Extensive Israeli evacuation directives in recent weeks have displaced over one million Lebanese northward. As southern regions faced intense bombardment, medical clinics closed or halted services. Nabih Berri Hospital became overwhelmed with casualty influxes. To create space, it evacuated dozens of patients.
Such transfers require coordination between Lebanon’s army, health ministry, and UN peacekeeping forces — a communication chain that doctors say creates potentially fatal delays. Patient admissions present additional challenges; the Sidon burn unit must discharge patients to accommodate new arrivals.
However, referrals continue arriving, straining a healthcare system already devastated by economic collapse.
“The health system is on its knees,” Ziara said, as the hospital lost power until backup generators activated ten minutes later, reflecting Lebanon’s ongoing electricity crisis. “Now front-line hospitals are lacking staff and supplies. They’re overwhelmed.”
Lebanese civilians report that Israeli bombs strike without warning and hit randomly, creating a growing sentiment that Palestinians in Gaza understand well — that no location offers safety.
Fifty-three-year-old Mohammad Qubaisi said his Zuqaq al-Blat neighborhood in central Beirut had received no Israeli evacuation notice before March 18, when Israeli explosives struck his seventh-floor apartment.

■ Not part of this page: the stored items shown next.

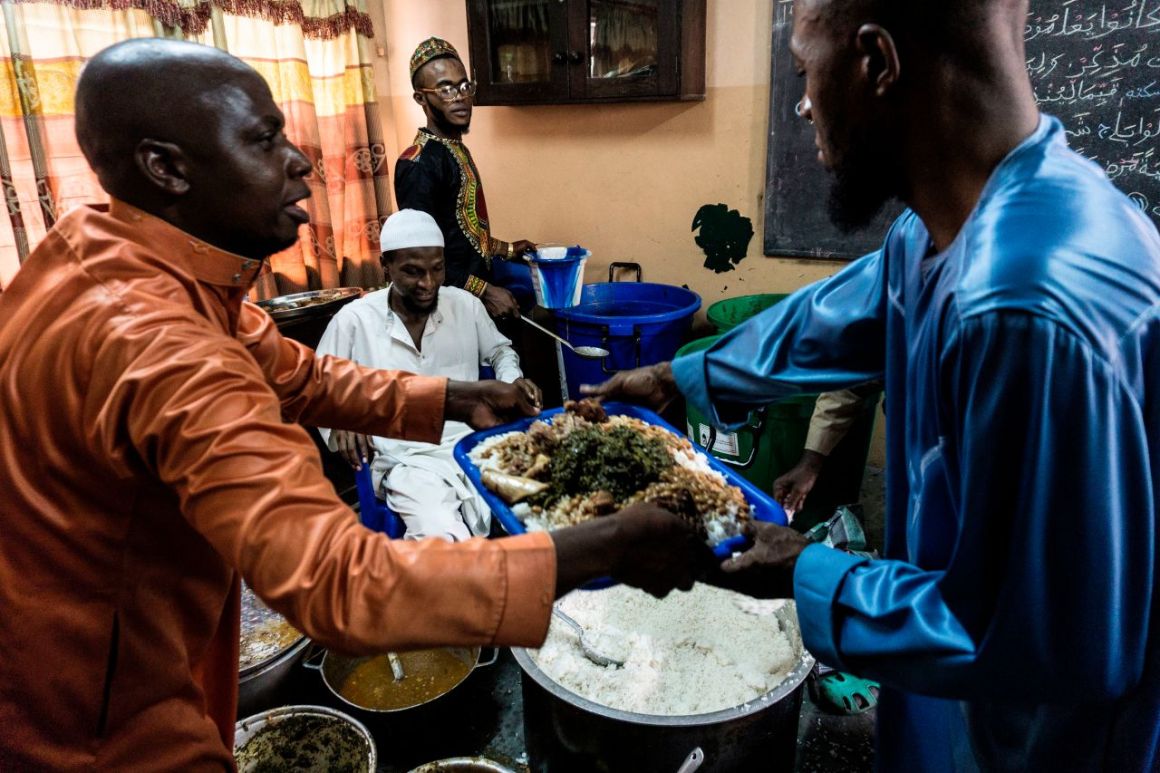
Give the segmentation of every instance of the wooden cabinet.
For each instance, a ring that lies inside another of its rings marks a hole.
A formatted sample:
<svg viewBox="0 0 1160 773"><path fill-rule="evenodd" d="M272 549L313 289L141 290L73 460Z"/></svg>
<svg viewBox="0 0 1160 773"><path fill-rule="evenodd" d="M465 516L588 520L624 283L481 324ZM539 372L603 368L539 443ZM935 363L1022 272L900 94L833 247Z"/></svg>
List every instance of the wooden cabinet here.
<svg viewBox="0 0 1160 773"><path fill-rule="evenodd" d="M468 0L477 105L705 97L705 0Z"/></svg>

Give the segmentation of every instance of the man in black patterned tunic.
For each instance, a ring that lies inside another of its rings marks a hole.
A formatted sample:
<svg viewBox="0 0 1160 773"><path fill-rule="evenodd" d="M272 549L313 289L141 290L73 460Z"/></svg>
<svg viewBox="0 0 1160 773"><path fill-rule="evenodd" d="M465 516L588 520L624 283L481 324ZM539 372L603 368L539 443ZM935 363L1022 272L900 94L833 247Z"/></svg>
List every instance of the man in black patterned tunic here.
<svg viewBox="0 0 1160 773"><path fill-rule="evenodd" d="M493 317L519 316L533 301L531 276L519 258L536 245L491 235L479 170L463 144L475 83L450 43L428 38L411 56L411 84L427 125L395 164L399 208L427 212L439 224L448 285L478 296Z"/></svg>

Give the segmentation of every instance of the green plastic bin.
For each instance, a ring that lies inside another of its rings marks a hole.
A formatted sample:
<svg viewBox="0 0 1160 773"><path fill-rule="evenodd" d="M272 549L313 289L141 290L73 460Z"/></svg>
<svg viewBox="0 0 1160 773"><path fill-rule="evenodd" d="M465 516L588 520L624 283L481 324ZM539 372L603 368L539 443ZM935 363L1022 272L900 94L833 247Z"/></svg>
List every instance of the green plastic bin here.
<svg viewBox="0 0 1160 773"><path fill-rule="evenodd" d="M788 297L785 293L760 293L726 298L705 309L705 317L713 323L718 333L728 333L745 320L757 316Z"/></svg>
<svg viewBox="0 0 1160 773"><path fill-rule="evenodd" d="M720 337L691 341L681 347L677 356L708 349ZM880 397L880 393L875 393L866 400L862 414L826 459L805 507L794 516L795 528L808 529L828 519L838 506L859 500ZM708 450L713 456L763 491L772 492L773 482L801 459L816 400L816 394L780 400L753 411L746 425L736 432L713 431L708 417L686 406L686 432L701 448L707 448L712 439L713 447Z"/></svg>

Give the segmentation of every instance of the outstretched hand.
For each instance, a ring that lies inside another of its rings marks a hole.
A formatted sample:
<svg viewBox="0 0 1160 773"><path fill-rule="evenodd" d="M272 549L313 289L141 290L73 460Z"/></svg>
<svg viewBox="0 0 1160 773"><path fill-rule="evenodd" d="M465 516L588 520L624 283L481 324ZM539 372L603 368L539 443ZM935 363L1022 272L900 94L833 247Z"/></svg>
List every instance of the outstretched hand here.
<svg viewBox="0 0 1160 773"><path fill-rule="evenodd" d="M806 449L793 469L773 482L773 498L785 509L786 515L792 518L805 507L806 497L814 490L825 461L826 457L817 451Z"/></svg>
<svg viewBox="0 0 1160 773"><path fill-rule="evenodd" d="M669 363L662 362L622 370L603 384L582 384L580 392L599 400L624 400L660 411L677 396L677 382Z"/></svg>
<svg viewBox="0 0 1160 773"><path fill-rule="evenodd" d="M552 540L558 596L607 575L664 598L674 589L689 590L717 564L685 521L648 503L559 529L552 532Z"/></svg>
<svg viewBox="0 0 1160 773"><path fill-rule="evenodd" d="M724 561L703 581L759 599L793 598L793 573L798 556L810 541L793 529L750 521L744 533L753 547Z"/></svg>
<svg viewBox="0 0 1160 773"><path fill-rule="evenodd" d="M538 416L529 390L502 381L448 381L444 419L488 429L525 416Z"/></svg>

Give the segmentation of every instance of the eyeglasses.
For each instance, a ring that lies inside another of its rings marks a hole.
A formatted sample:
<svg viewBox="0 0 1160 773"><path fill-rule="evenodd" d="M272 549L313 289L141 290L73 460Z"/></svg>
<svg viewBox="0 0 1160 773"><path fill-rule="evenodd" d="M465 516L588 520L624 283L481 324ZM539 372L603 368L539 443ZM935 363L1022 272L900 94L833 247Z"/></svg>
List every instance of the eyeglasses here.
<svg viewBox="0 0 1160 773"><path fill-rule="evenodd" d="M475 96L475 81L463 81L458 86L444 83L435 89L417 89L428 94L438 94L444 102L454 102L457 99L468 99Z"/></svg>

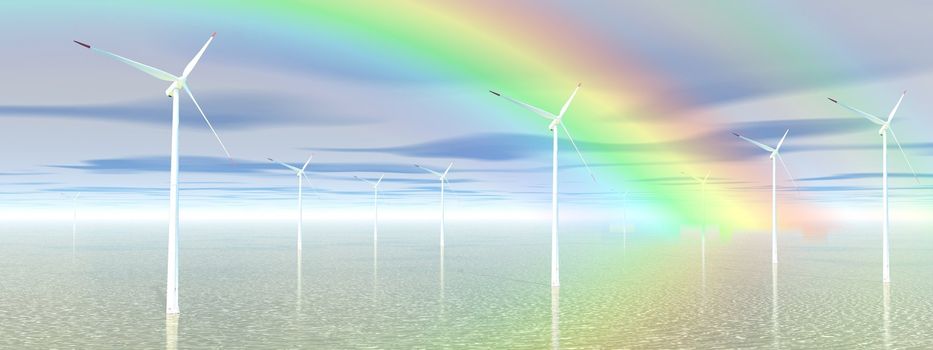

While carrying his wife from the smoking wreckage, he called for his sons. His oldest, Adam, responded. But he heard nothing from Jad.
Qubaisi rushed back into the burning heat searching for his 15-year-old. When he awakened at the hospital hours later, his face scarred with second-degree burns, he understood his son was dead.
Israeli military officials stated they were targeting Hezbollah. Qubaisi disagreed.
“These are civilian buildings, not military targets. They hit us and we still don’t know why,” he said from the Sidon hospital. “We were sleeping safely in our home, and look what happened to us.”